役者は両方とも極めて真剣である。すくなくとも男の方は一方ならず感心しているらしい。いつの間にか女の美貌と、その巧妙な話術に引き込まれて、肝腎の用向きも何も忘れた体《てい》である。ストーン氏は又もすこし躊躇しながら、微笑しいしい問うた。

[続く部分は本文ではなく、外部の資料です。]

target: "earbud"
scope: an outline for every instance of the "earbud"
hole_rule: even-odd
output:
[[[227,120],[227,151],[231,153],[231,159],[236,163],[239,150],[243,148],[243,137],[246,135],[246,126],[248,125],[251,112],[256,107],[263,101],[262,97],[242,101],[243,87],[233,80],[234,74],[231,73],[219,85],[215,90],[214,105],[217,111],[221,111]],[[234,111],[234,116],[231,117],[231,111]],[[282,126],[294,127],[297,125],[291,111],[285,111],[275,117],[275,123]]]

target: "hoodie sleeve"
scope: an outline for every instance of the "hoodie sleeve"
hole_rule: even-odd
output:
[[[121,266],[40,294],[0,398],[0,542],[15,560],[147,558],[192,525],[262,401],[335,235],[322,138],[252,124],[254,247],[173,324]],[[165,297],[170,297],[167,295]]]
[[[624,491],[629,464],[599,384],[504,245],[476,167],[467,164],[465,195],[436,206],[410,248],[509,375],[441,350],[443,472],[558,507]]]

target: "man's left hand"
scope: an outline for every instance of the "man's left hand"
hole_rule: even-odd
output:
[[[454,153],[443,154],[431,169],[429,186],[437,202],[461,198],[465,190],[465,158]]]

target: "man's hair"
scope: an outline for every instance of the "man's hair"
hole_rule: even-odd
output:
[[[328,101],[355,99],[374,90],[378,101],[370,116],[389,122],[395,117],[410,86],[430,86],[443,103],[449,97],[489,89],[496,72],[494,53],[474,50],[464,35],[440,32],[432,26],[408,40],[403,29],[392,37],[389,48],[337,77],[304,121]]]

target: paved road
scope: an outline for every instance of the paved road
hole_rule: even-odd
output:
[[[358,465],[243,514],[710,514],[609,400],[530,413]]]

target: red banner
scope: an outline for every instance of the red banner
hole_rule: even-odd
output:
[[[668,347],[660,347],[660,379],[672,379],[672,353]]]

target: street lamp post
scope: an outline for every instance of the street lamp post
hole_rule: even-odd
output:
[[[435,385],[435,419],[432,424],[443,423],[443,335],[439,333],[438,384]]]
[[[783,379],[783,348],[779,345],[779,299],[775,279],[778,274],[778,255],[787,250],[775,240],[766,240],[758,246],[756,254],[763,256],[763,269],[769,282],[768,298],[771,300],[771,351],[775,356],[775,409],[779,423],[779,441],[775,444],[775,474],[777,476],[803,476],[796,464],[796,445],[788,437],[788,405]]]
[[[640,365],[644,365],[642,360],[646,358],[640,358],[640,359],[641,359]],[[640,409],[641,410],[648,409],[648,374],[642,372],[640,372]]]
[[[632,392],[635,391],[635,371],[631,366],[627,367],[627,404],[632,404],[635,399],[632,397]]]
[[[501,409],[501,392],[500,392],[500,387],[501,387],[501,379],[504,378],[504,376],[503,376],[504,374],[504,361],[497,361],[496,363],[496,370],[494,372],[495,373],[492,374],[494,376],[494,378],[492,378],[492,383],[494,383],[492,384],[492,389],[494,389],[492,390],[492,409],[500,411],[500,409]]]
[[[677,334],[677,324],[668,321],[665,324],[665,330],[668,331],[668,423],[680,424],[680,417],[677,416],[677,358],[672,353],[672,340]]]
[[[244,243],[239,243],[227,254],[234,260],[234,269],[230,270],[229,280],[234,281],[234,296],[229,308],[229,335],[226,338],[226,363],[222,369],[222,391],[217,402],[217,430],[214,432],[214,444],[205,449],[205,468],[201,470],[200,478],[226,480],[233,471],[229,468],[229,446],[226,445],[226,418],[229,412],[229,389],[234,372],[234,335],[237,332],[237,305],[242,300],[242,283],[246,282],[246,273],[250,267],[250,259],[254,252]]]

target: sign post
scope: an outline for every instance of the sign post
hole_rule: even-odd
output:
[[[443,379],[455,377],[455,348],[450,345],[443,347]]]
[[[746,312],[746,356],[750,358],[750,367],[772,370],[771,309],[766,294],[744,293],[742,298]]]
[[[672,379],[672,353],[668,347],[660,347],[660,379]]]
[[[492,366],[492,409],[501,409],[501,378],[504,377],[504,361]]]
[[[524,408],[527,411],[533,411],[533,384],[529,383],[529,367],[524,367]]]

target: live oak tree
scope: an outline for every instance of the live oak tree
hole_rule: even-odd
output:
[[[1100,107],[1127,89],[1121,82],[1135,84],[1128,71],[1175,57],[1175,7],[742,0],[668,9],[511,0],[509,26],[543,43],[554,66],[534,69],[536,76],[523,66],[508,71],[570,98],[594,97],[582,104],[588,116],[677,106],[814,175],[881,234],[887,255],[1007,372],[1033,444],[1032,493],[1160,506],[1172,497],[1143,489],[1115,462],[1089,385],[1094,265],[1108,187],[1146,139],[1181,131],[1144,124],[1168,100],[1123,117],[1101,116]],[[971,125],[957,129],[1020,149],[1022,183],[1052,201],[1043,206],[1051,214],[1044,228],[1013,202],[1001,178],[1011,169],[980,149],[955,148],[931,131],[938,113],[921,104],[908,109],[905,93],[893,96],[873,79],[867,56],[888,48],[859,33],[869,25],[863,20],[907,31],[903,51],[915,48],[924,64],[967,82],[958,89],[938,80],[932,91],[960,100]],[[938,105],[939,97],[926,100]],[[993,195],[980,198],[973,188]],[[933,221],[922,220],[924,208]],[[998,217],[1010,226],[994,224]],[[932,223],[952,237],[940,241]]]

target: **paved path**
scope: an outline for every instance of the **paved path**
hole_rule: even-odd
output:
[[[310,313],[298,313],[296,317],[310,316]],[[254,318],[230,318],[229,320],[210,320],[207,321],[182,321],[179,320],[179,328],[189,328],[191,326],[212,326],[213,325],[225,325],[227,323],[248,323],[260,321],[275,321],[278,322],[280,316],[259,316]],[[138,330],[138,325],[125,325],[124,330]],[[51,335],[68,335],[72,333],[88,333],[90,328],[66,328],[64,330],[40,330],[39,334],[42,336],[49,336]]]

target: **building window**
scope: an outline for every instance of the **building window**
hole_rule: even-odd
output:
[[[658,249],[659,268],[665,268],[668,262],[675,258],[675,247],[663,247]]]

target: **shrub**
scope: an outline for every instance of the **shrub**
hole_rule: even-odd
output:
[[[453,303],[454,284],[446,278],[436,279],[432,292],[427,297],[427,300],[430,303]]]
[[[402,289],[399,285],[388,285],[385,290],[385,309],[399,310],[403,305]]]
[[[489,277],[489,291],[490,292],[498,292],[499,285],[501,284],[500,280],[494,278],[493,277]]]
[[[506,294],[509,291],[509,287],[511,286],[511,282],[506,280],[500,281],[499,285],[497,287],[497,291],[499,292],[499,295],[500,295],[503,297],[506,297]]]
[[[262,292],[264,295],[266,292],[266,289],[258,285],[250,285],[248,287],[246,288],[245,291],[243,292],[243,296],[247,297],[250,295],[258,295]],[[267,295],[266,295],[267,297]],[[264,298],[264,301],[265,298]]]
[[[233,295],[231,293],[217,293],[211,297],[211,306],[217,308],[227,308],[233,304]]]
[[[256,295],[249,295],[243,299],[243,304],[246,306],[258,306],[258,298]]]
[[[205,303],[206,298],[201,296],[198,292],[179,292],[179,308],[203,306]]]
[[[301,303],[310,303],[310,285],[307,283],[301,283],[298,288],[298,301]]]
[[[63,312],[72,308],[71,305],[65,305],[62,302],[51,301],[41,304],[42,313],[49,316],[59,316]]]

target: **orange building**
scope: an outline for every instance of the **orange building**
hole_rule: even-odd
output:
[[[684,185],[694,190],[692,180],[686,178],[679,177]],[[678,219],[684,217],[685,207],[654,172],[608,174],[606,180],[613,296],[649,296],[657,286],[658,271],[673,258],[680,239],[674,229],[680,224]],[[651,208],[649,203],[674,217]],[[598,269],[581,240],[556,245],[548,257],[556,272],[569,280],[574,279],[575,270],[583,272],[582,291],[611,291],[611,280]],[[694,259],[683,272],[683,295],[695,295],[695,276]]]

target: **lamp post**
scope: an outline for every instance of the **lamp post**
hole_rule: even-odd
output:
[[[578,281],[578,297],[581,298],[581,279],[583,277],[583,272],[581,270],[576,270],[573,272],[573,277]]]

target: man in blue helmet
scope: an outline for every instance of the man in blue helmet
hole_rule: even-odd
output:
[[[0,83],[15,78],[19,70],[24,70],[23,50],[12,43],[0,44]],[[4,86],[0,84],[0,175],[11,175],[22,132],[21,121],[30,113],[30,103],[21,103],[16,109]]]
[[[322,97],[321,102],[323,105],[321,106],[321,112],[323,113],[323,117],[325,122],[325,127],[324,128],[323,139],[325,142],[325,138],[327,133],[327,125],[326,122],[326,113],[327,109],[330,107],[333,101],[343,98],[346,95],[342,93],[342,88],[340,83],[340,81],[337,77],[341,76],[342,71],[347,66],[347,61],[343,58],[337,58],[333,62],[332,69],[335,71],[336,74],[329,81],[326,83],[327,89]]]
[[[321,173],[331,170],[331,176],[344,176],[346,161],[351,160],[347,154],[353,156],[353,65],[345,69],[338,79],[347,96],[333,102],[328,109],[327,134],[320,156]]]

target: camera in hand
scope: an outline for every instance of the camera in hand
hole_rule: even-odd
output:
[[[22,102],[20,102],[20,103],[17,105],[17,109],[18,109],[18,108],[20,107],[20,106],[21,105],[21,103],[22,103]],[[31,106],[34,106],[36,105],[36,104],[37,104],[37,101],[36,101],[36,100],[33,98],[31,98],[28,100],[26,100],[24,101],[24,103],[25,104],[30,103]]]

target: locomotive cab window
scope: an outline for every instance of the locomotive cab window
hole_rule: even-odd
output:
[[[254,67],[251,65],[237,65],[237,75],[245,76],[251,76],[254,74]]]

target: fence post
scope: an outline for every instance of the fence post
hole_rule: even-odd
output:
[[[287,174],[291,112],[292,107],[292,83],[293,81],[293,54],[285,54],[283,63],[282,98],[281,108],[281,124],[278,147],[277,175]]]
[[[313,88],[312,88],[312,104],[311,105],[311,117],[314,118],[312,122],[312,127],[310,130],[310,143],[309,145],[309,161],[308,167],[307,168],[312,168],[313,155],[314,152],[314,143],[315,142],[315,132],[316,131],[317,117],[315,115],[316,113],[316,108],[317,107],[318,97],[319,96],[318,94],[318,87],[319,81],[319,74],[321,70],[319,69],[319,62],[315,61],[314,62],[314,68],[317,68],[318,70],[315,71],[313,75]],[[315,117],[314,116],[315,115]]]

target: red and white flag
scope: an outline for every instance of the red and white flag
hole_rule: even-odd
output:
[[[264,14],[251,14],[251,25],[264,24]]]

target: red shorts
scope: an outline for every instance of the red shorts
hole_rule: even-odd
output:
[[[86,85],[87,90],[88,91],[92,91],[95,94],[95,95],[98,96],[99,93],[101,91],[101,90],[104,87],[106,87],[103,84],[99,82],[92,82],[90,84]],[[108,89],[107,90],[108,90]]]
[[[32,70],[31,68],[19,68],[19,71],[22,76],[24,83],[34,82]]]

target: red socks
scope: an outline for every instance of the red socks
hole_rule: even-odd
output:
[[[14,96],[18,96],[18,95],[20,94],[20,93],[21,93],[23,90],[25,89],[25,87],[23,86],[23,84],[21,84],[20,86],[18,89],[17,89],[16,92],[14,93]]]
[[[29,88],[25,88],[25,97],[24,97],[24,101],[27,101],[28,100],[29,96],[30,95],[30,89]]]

「……失礼……御免下さい。私は先生は本当に一人かと思っておりました」
「え……」
と女は質問の意味がわからなかったらしく顔を上げた。ストーン氏はいよいよ躊躇した。
「……失礼……おゆるし……なさい。狭山さんは、いつもほんとうに一人でこの家に暮しておいでになる事を、亜米利加《アメリカ》で聞いておりましたが……」
女はちょっとうなずいた。けれども返事はしなかった。ストーン氏はとうとう真赤になってしまった。
「……大変に……失礼です。先生は……貴方《あなた》のお父さんですか」
女はやっと莞爾《にっこり》してうなずいた。そうして心持ちSの字になって、うなだれた。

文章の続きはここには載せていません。